As long as the winds blow and rain falls, erosion will continue to take place. How is erosion useful to man and when does it become a serious problem?
Erosion works with weathering. Erosion works hand in hand with the process of weathering in causing rocks to be broken up and changed into soil. It is the agents of erosion that carry away this newly formed soil and expose fresh rock surfaces to the agents of weathering. Thus new rock surfaces are exposed to the air, to rapid changes in temperature, to the pounding rain and driving wind, to dissolved chemicals in ground water, and to the other agents that help in making more soil. This transported soil often ends up in the fertile river valleys and plains where we find our most productive farmlands.
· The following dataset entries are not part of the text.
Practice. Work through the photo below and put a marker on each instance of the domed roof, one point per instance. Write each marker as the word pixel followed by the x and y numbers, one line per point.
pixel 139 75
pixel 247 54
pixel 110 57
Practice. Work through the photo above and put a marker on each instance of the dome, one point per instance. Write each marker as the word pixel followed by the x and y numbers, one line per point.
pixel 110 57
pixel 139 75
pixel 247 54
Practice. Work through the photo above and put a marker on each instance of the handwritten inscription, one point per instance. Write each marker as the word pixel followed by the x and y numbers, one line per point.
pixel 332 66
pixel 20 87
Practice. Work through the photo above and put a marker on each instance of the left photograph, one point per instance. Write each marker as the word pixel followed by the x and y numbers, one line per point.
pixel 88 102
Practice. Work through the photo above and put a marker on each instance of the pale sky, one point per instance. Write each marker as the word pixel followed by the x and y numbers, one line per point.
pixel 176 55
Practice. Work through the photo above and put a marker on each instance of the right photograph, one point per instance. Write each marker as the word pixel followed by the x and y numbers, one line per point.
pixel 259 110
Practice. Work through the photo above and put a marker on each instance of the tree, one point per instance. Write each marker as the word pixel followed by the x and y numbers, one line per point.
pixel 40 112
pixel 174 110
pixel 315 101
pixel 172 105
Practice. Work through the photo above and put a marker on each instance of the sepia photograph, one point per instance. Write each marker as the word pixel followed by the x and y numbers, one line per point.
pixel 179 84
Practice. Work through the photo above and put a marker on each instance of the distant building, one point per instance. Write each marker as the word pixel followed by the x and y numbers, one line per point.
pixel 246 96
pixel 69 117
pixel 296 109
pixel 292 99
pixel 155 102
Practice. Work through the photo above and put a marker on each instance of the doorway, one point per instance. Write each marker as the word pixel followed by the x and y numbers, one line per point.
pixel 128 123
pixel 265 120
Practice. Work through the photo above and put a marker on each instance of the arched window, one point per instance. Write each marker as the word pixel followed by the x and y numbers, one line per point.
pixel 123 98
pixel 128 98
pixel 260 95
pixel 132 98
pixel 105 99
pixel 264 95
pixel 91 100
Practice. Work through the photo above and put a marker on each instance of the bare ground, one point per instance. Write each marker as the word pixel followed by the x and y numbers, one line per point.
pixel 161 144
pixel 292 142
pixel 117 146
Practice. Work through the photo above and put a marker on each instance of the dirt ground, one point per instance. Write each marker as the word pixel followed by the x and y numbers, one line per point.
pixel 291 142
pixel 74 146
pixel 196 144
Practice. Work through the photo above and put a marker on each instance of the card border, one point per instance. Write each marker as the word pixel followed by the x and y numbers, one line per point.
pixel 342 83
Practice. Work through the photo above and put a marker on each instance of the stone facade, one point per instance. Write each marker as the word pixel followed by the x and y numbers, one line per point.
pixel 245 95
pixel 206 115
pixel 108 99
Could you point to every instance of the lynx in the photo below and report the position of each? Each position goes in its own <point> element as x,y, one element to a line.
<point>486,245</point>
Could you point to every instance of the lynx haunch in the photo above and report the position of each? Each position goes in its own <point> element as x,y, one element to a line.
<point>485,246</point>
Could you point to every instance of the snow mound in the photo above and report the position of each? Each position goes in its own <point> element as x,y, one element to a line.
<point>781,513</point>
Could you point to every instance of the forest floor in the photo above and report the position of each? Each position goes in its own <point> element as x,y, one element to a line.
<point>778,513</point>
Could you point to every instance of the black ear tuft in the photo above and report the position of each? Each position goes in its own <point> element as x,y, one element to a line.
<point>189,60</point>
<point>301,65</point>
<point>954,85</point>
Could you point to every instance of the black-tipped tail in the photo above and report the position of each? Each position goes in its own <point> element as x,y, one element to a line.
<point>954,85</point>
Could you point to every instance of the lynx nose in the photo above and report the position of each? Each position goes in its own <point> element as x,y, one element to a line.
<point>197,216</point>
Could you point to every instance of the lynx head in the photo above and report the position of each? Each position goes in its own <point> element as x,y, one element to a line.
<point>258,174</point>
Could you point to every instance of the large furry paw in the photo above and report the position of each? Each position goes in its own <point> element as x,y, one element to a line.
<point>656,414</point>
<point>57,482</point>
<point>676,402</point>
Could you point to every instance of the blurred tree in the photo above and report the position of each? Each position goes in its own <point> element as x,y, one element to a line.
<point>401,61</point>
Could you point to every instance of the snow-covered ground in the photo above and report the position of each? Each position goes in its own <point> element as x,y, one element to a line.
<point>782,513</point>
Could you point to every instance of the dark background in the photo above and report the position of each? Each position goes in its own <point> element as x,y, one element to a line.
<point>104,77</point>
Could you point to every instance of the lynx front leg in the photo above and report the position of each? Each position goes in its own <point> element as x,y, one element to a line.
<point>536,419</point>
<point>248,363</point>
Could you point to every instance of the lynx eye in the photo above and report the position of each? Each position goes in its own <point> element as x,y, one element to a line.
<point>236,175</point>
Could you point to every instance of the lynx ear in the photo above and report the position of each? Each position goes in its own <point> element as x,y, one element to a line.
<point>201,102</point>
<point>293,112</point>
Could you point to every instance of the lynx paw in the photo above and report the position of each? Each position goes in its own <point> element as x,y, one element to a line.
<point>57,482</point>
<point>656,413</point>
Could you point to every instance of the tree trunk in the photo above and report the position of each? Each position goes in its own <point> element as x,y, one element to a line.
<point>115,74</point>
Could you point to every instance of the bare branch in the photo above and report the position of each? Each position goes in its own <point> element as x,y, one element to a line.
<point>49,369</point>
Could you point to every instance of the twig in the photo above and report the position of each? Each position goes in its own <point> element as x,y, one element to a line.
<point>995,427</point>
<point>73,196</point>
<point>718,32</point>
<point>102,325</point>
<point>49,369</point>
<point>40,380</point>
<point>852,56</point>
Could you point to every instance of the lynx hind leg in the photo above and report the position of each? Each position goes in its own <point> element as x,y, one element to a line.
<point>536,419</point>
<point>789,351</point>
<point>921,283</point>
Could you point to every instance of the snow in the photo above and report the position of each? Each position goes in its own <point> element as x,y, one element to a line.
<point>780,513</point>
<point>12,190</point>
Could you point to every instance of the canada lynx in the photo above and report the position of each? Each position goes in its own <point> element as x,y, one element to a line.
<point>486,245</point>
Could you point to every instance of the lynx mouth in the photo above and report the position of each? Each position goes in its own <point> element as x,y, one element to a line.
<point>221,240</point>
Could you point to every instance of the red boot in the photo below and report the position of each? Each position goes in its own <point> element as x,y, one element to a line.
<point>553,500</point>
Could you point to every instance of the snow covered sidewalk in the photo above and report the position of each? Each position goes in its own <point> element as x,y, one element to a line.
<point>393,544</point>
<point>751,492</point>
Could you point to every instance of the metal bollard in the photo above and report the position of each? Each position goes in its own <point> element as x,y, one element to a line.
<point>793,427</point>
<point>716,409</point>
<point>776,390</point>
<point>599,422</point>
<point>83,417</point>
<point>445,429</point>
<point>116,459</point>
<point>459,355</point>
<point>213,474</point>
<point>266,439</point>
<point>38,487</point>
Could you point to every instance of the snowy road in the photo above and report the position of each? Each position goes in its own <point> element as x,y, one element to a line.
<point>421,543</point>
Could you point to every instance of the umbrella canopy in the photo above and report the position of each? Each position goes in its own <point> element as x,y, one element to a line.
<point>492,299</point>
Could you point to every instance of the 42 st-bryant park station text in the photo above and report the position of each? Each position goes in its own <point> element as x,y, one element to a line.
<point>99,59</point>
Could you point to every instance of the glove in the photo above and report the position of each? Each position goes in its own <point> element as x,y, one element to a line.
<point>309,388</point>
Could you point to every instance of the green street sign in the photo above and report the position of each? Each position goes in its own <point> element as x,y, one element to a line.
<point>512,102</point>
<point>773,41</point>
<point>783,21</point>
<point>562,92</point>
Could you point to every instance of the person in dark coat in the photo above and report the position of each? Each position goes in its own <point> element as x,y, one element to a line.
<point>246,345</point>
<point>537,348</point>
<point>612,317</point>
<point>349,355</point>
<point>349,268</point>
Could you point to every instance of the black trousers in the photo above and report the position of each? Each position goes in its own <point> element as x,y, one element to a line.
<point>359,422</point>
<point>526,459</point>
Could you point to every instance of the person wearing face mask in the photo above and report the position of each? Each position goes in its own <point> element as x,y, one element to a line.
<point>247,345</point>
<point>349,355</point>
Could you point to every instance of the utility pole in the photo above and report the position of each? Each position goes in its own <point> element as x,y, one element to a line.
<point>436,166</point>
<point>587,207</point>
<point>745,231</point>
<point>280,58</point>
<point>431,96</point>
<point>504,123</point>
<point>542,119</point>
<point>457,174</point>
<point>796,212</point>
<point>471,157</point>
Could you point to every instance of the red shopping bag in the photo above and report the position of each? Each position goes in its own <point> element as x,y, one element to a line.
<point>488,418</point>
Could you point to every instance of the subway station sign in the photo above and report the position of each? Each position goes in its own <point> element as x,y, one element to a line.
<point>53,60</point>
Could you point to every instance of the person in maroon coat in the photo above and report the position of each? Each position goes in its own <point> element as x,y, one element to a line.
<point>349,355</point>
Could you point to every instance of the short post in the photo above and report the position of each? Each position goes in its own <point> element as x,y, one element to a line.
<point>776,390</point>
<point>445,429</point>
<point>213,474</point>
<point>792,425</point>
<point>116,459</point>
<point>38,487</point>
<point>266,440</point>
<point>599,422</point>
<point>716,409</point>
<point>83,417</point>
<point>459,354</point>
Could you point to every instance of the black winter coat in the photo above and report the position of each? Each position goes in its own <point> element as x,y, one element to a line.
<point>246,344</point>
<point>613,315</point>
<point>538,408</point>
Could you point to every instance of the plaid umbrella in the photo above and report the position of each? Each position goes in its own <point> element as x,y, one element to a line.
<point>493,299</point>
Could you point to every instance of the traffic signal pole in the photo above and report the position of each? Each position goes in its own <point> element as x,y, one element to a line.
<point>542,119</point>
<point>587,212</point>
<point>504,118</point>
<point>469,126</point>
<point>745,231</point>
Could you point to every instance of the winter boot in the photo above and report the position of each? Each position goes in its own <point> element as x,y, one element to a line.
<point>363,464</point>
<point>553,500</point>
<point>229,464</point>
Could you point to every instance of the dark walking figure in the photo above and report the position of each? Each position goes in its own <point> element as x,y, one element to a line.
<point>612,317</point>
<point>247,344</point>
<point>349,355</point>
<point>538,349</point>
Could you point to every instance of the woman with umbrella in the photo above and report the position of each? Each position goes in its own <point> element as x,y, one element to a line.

In this process of transporting new soil and minerals from where they have been made to where they can be used, erosion is useful to man.
Winds cause dust bowls and sand dunes. Winds erosion in semi-arid regions may remove millions of tons of fine topsoil from fertile fields. In the Dust bowl area of the Great Plains such dust storms during the long fry spells known as droughts have caused tremendous losses and many farms have had to be abandoned. In other areas wind-blown sand forms dunes which may bury fertile farms, forests, and sometimes even towns. It is obvious that erosion by the action of winds is most effective where the soil is bare and unprotected by natural vegetation. Even more effective than winds as an agent of erosion is water.